Is the Concept of Kami Still Alive in Japanese Animation?: A Relationship between Contemporary Japanese Thought and Popular Culture.
What is Shintoism in contemporary Japan? Can it be seen or experienced in popular culture, in comics and animation for example? The main purpose of this presentation is to examine the influence of Shinto in contemporary Japanese animation, especially after 1980’s. Shinto is a folk religion like attitude in Japan which expresses respects to gods and an ancestor, and enshrines them. One of the most important characteristics of Shinto is the polytheistic in which uncountable number of gods exist. In this presentation, several significant works that featured the polytheistic element will be analyzed especially the influence of Shinto-like attitude on the concept of kami (god). I argue that this concept does not have religious meaning in most animations or comics.
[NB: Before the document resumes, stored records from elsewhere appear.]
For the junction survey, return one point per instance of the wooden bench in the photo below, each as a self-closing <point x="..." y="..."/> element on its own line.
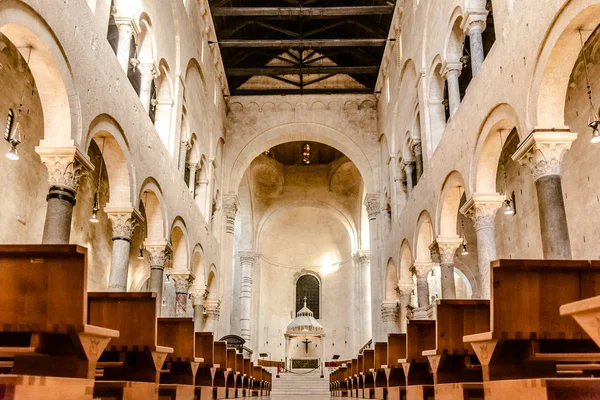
<point x="178" y="380"/>
<point x="47" y="348"/>
<point x="131" y="363"/>
<point x="205" y="375"/>
<point x="456" y="370"/>
<point x="396" y="380"/>
<point x="420" y="335"/>
<point x="528" y="337"/>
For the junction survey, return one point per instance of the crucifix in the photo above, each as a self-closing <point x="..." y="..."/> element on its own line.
<point x="306" y="343"/>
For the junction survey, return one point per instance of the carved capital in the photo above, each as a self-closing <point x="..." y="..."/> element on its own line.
<point x="543" y="150"/>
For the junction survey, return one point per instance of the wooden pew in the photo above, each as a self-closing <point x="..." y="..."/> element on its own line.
<point x="205" y="375"/>
<point x="420" y="335"/>
<point x="379" y="376"/>
<point x="396" y="380"/>
<point x="131" y="363"/>
<point x="528" y="337"/>
<point x="456" y="374"/>
<point x="220" y="377"/>
<point x="178" y="380"/>
<point x="47" y="348"/>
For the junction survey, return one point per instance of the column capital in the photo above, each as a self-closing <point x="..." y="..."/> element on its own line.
<point x="543" y="151"/>
<point x="481" y="208"/>
<point x="183" y="282"/>
<point x="447" y="248"/>
<point x="66" y="165"/>
<point x="373" y="206"/>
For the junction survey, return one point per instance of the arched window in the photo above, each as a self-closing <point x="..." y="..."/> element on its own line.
<point x="308" y="285"/>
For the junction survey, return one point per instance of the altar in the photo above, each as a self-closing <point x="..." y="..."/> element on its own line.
<point x="304" y="344"/>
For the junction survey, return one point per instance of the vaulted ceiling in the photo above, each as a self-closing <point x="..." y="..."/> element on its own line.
<point x="301" y="46"/>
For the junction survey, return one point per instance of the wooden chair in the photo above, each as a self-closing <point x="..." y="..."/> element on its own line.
<point x="528" y="338"/>
<point x="178" y="380"/>
<point x="420" y="335"/>
<point x="396" y="380"/>
<point x="205" y="375"/>
<point x="456" y="373"/>
<point x="47" y="348"/>
<point x="131" y="364"/>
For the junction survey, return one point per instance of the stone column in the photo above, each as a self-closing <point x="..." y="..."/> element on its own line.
<point x="148" y="72"/>
<point x="192" y="179"/>
<point x="421" y="269"/>
<point x="65" y="167"/>
<point x="542" y="152"/>
<point x="451" y="71"/>
<point x="123" y="222"/>
<point x="474" y="25"/>
<point x="417" y="149"/>
<point x="157" y="256"/>
<point x="405" y="293"/>
<point x="373" y="205"/>
<point x="482" y="210"/>
<point x="182" y="282"/>
<point x="389" y="316"/>
<point x="447" y="247"/>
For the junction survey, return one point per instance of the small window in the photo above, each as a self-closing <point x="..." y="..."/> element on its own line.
<point x="9" y="123"/>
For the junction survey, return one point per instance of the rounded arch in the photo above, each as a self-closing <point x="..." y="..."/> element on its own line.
<point x="556" y="59"/>
<point x="51" y="71"/>
<point x="423" y="237"/>
<point x="110" y="139"/>
<point x="451" y="194"/>
<point x="310" y="132"/>
<point x="496" y="127"/>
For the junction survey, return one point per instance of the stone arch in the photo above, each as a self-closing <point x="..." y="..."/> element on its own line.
<point x="447" y="215"/>
<point x="492" y="134"/>
<point x="424" y="236"/>
<point x="109" y="137"/>
<point x="555" y="60"/>
<point x="310" y="132"/>
<point x="50" y="69"/>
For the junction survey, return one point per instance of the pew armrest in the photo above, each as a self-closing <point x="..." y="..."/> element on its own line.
<point x="478" y="337"/>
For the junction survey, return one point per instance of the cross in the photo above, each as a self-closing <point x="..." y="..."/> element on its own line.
<point x="306" y="342"/>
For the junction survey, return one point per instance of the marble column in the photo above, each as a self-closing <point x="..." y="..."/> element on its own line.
<point x="126" y="29"/>
<point x="451" y="72"/>
<point x="247" y="261"/>
<point x="447" y="247"/>
<point x="543" y="151"/>
<point x="149" y="73"/>
<point x="389" y="316"/>
<point x="65" y="167"/>
<point x="474" y="25"/>
<point x="192" y="178"/>
<point x="405" y="294"/>
<point x="482" y="210"/>
<point x="373" y="205"/>
<point x="182" y="282"/>
<point x="418" y="151"/>
<point x="124" y="222"/>
<point x="157" y="256"/>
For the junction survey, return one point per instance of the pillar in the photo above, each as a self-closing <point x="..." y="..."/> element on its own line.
<point x="247" y="261"/>
<point x="182" y="282"/>
<point x="482" y="210"/>
<point x="474" y="25"/>
<point x="542" y="151"/>
<point x="123" y="222"/>
<point x="126" y="29"/>
<point x="157" y="255"/>
<point x="447" y="247"/>
<point x="148" y="72"/>
<point x="451" y="72"/>
<point x="373" y="205"/>
<point x="65" y="167"/>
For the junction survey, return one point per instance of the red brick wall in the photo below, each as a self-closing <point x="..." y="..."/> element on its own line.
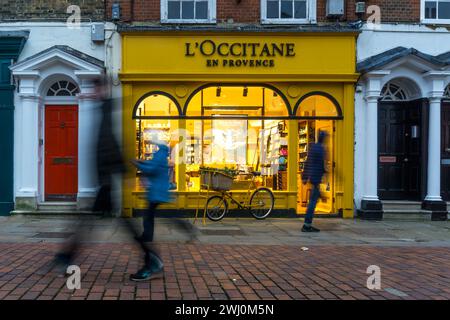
<point x="248" y="11"/>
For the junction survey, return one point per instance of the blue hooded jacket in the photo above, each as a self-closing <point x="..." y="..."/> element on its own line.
<point x="314" y="166"/>
<point x="157" y="173"/>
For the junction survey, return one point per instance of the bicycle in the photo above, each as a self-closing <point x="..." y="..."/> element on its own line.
<point x="260" y="203"/>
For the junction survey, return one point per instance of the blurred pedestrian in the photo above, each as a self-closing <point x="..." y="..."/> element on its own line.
<point x="156" y="173"/>
<point x="108" y="161"/>
<point x="313" y="172"/>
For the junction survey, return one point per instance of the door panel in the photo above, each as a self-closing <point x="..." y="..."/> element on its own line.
<point x="61" y="153"/>
<point x="399" y="170"/>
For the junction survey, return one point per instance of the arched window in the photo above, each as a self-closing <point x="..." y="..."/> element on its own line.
<point x="63" y="89"/>
<point x="156" y="115"/>
<point x="229" y="100"/>
<point x="155" y="105"/>
<point x="393" y="92"/>
<point x="318" y="105"/>
<point x="447" y="92"/>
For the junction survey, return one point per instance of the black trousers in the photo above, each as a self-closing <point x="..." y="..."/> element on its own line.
<point x="149" y="221"/>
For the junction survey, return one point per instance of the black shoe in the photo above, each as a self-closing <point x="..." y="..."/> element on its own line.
<point x="63" y="259"/>
<point x="142" y="239"/>
<point x="146" y="274"/>
<point x="309" y="229"/>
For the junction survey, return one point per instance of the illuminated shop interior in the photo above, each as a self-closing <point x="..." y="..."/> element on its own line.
<point x="238" y="127"/>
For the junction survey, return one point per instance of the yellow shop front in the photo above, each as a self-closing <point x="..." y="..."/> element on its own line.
<point x="250" y="102"/>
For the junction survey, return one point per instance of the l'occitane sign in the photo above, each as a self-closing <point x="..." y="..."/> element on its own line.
<point x="239" y="54"/>
<point x="179" y="55"/>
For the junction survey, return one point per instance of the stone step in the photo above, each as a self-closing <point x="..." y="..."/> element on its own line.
<point x="53" y="212"/>
<point x="402" y="205"/>
<point x="407" y="215"/>
<point x="57" y="206"/>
One animation, for example Densetu kyoshin Ideon (Space Runaway Ideon, 1980) uses the term kami or god in the title, but there is no religious meaning but an implication like “something passes human understanding”. In Kaze no Tani no Naushika (Nausicaä of the Valley of the Wind, 1984) there is a weapon named kyoshinhei, but its character is not a god but a huge artificial life form with god-like power.
My conclusion tries to show that in Japanese animations the concept kami is applied in relation to some sort of symbol or cryptograph creation in the story. It implies that authors or producers of animations appropriate the Shinto structure, the polytheistic attitude in their works, but one is not sure whether they are conscious of the religious significance.